Algunos momentos de la redacción del libro fueron realmente durísimos. Recuerdo una noche en que con una calculadora fui sumando las cifras de asesinados que los mismos responsables de los Einsatzgruppen habían elevado a sus superiores. Mientras, por un lado, iba pasando documento tras documento, por otro, mi mano derecha iba marcando las cifras. Cuando concluí la suma descubrí que, entre julio y diciembre de 1941, los propios nazis reconocían haber dado muerte, tan sólo en la URSS, a más de novecientos mil judíos. Todo ello sin tener en cuenta que faltaban algunos informes perdidos durante la guerra, que sólo se referían a la URSS y que el gas apenas habían comenzado a utilizarlo casi de manera experimental en septiembre de ese mismo año.

La reacción que se produjo al publicarse el libro fue impresionante. Los neo-nazis volvieron a asaltar, con redoblado ímpetu, las librerías donde se vendía El Holocausto; me seguían e incluso se dedicaron a pintar swásticas en el portal de la casa en que vivía en Zaragoza. Hermann Tertsch publicó la noticia en El Paísy entonces algunas personas acudieron a las ya desaparecidas librerías Crisol para comprar un ejemplar de la obra pidiendo, eso sí, que fuera alguno de los que los nazis habían roto o desgarrado. En ocasiones, en España, hay reacciones cívicas que hacen pensar que no todo está perdido. Bien mirado aquello no fue lo peor.

En una ocasión, en la parada de tren de Zaragoza, hubo que avisar al jefe de estación porque un grupo de skins me reconoció en la cafetería y se colocaron a la puerta a la espera de que saliera y, sin duda, con la intención de dialogar conmigo a la salida sobre la existencia de las cámaras de gas. También fue en Zaragoza donde comenzaron a difundir la calumnia de que yo trabajaba para el Mossad. Semejante majadería maliciosa luego la difundiría más de un progre en distintos medios de comunicación demostrando sólo que ignoraba qué es el Mossad y cómo escoge a sus miembros.

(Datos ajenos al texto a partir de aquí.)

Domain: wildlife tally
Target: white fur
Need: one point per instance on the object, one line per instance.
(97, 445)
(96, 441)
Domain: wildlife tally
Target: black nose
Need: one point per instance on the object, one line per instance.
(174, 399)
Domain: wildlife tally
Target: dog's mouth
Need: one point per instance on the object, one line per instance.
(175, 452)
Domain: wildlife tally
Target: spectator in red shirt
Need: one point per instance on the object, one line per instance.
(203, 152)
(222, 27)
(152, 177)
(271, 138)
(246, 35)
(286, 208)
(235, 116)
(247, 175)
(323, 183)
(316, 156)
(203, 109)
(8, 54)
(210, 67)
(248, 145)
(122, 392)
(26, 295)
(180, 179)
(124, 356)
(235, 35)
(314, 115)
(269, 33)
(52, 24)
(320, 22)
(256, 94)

En Barcelona, por otra parte, los mozos de escuadra, de manera sistemática e ininterrumpida, ponían dos escoltas a mi disposición por temor a que los nazis me agredieran en alguna visita a la Ciudad Condal. Claro que la barbarie no se limitó a eso.

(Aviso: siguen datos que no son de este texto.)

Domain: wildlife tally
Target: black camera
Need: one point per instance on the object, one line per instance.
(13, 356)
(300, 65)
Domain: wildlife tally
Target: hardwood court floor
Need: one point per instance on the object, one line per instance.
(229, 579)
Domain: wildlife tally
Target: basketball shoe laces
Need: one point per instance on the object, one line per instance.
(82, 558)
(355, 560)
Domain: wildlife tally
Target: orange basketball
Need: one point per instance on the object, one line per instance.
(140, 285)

Por ejemplo, cuando ya llevaba más de una edición vendida, mi libro se presentó en la Biblioteca nacional. A pesar de que fue el día en que se exponían los restos mortales de Lola Flores y Madrid estaba imposible, la sala se llenó. Teóricamente, el libro tenían que haberlo presentado el embajador de Israel y un catedrático de Historia contemporánea que a mi siempre me pareció un cantamañanas, pero que, por eso de que salía en la televisión, era conocido. Diez minutos antes de empezar el acto, llamó diciendo que no iba. En la editorial siempre lo interpretaron como un gesto de mera envidia al conocer el éxito del libro. También lo vieron así distintos compañeros suyos que lo conocían – y aborrecían – a fondo. Fuera como fuese, la presentación fue un éxito. En cuanto al envidioso docente, algún tiempo después, escribió un artículo quejándose del éxito de mis libros de Historia apenas unos días antes de morir. Es curioso, pero sus correligionarios aseguraban que iría al infierno sin remisión. Yo, personalmente, ignoro cuál ha sido su destino eterno aunque sí puedo dar fe de que era muy mala persona.

La obra siguió reeditándose e incluso a mi me ofrecieron una cátedra de Historia del Holocausto en una pujante nación de Hispanoamérica. Acepté inaugurarla con una lección magistral sobre el tema – en ese viaje conocí al que era entonces y todavía es director del Yad Vashem, el museo del Holocausto en Jerusalén – pero acabé rechazando el ofrecimiento. Hice bien, pero sucedía lo que tantas veces pasaría antes y después: en el extranjero recibían con entusiasmo lo que en España intentaban silenciar incluso de manera violenta.

Durante los años siguientes, El Holocausto siguió disfrutando de sucesivas reediciones y utilizándose como material docente hasta que… hasta que aparecieron las subvenciones. En un momento determinado, la CCAA de Madrid decidió celebrar el día del Holocausto y organizar cursos – pagando, tu, pagando – sobre el tema. Luego vino la Casa Sefarad y el sursum corda y entonces… entonces todo sucedió de acuerdo a lo que pasa siempre en España. Aparecieron los paniaguados de los partidos dispuestos a trincar del presupuesto. En el museo de Yad Vashem, propusieron una y otra vez mi nombre para dar conferencias, dictar cursos o acompañar a los profesores españoles en sus viajes por Israel. Vez tras vez, me vetaron distintos compatriotas alegando que yo era “controvertido”. Lo era, sí, entre otras cosas porque no dejaba de escribir o de contar ante una cámara o con un micrófono cómo los que eran como ellos estaban arruinando España. Y así, el primer autor español – sigo siendo casi el único – que se había ocupado de estudiar el Holocausto se vio excluido de todas y cada una de las actividades relacionadas con el tema y pagadas con dinero público. Sinceramente, creo que ha sido mejor así. De mi nunca se podrá decir que me ocupé de la cuestión por razones distintas de la preocupación moral o la profesionalidad historiográfica. Todo lo contrario.

El libro lo he revisado ligeramente un par de veces para añadir alguna bibliografía y sigue, en mi opinión, tan útil ahora como hace veinte años si es que no más. Ni siquiera el aislamiento decretado por los que se aprovechan de los pesebres ha logrado evitar su éxito gracias a la fidelidad de los que saben que es una obra útil, documentada, rigurosa y fácil de leer. Si no lo ha hecho quizá merecería la pena que lo hiciese antes de que la prohíban.